No matter. There’s always next year.

Wednesday, 2 July 2014


Okay, they might not be much, but they are my first.

My first cucumber, tomato, and green bean of the season, small and not quite perfectly formed, the first of many I hope.

Unfortunately, not all of my vegetables are going as planned. The beetroot has some strange disease, the carrots are iffy, the pak choi has bolted before we could eat it all, and so far the courgettes, that were a triumph last year, are a disaster.

Not quite what I planned if I'm honest.

Hopefully things will get better and I will actually get some pumpkins on the huge plants I've managed to grow. Maybe I'll even get a few turnips and parsnips.

To be honest I'm thinking that a trip to Aldi would be easier than the dozens of hours I've spent tending my vegetables. Oh well, at least the peas are growing well.

Tuesday, 1 July 2014

Telling what it is...

So Rolf, as I feared, is guilty as charged on all counts. Unfortunately, there’s no shadow of doubt and I’m sure that there will be plenty more skeletons to tumble out of this particular closet. I think that generally the nation is shocked that this loveable icon turns out not to be so loveable after all. For my part I can hardly bear to write ‘Rolf’ without putting ‘Harris’ after his forename; as if this small formality will undo the ache of lost faith in a childhood role model.

Rolf Harris seemed, in many ways, so normal; so unlike that other child molesting monster Jimmy Savile. Harris wasn’t a strange, aggressive loner, he was a family man. Away from the celebrity spotlight, he’s been married to Alwen, who he met at art school, since 1958 and both she and his daughter Bindi seem to have been at his side throughout the case. I wonder what they are thinking and feeling now? What will their next moves be? Whatever they decide, he’s ruined their lives as well as his own and who knows how many others? New accusations pour in from the UK, Australia, and New Zealand almost hourly.

Of course, we all have many sides to our natures, multiple personalities, some of which we carefully hide. But most of us don’t get the opportunity to build the person that we’d like to be, rather than the one that we are, in front of an audience of millions. Most of us can’t fool all of the people all of the time and we are pretty well known to those around us, or at least as well known as we allow ourselves to be.
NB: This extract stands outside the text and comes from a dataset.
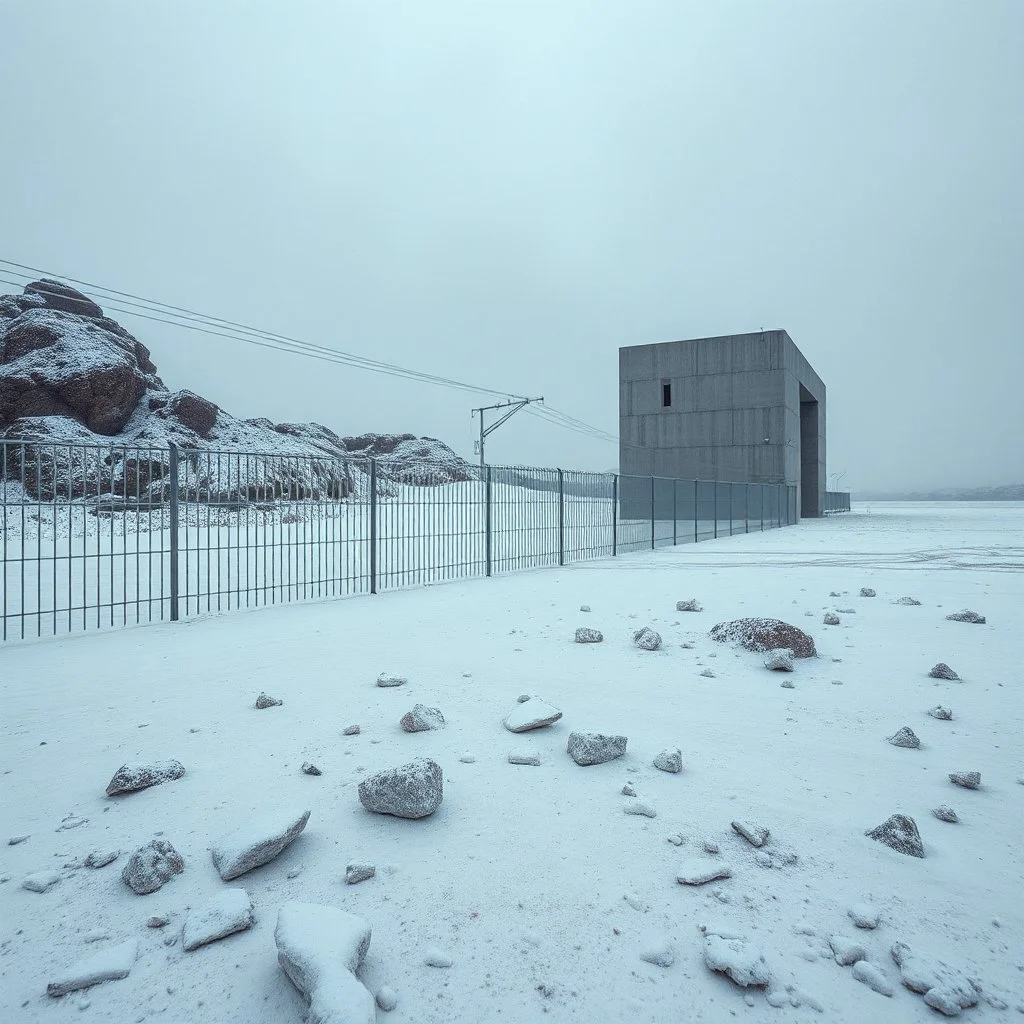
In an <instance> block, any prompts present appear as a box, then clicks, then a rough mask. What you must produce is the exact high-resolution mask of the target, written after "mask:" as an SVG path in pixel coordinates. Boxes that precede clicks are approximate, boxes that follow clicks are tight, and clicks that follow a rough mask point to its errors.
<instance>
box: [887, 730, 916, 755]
mask: <svg viewBox="0 0 1024 1024" xmlns="http://www.w3.org/2000/svg"><path fill="white" fill-rule="evenodd" d="M889 742H890V743H892V744H893V746H906V748H909V749H910V750H914V751H915V750H918V749H920V746H921V740H920V739H919V738H918V737H916V735H915V734H914V731H913V729H911V728H910V727H909V726H908V725H904V726H903V728H901V729H898V730H897V731H896V732H895V733H893V735H891V736H890V737H889Z"/></svg>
Even this is changing though, in this social media driven world it’s easy for each of us to invent ourselves in our own chosen image.

Many of us are fooling ourselves, and everyone else, most of the time. Super celebrities like Harris, with publicists and stylists to help them along; seem to manage it all of the time… almost.
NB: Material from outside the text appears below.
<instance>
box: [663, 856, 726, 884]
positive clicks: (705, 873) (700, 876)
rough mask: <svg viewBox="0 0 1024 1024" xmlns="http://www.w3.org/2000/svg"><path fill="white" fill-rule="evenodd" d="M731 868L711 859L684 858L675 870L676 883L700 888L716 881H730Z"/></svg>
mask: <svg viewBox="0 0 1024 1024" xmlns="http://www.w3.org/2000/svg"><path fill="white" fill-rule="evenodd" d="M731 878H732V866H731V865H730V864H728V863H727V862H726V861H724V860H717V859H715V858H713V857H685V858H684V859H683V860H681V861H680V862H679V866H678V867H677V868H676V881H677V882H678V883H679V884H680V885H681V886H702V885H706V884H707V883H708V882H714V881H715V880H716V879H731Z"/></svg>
Perhaps that is part of the problem.

They say that you should never believe your own publicity; I think that Harris did. I think that he genuinely believed he was one of the good guys and forgave himself for all the wrong things he’s done. His performance in court, and the insolent honesty with which he answered some of the questions, was that of a man secure in the belief that ultimately his good image would triumph over his awful reality in the eyes of the jury.

Fortunately not even a rendition of Jake the Peg was enough to pull the wool over the juror’s eyes and ultimately they did see past the performance to the thing that lurked beneath.

Can I tell what it is yet?

Yes I can, and it’s not a pretty picture.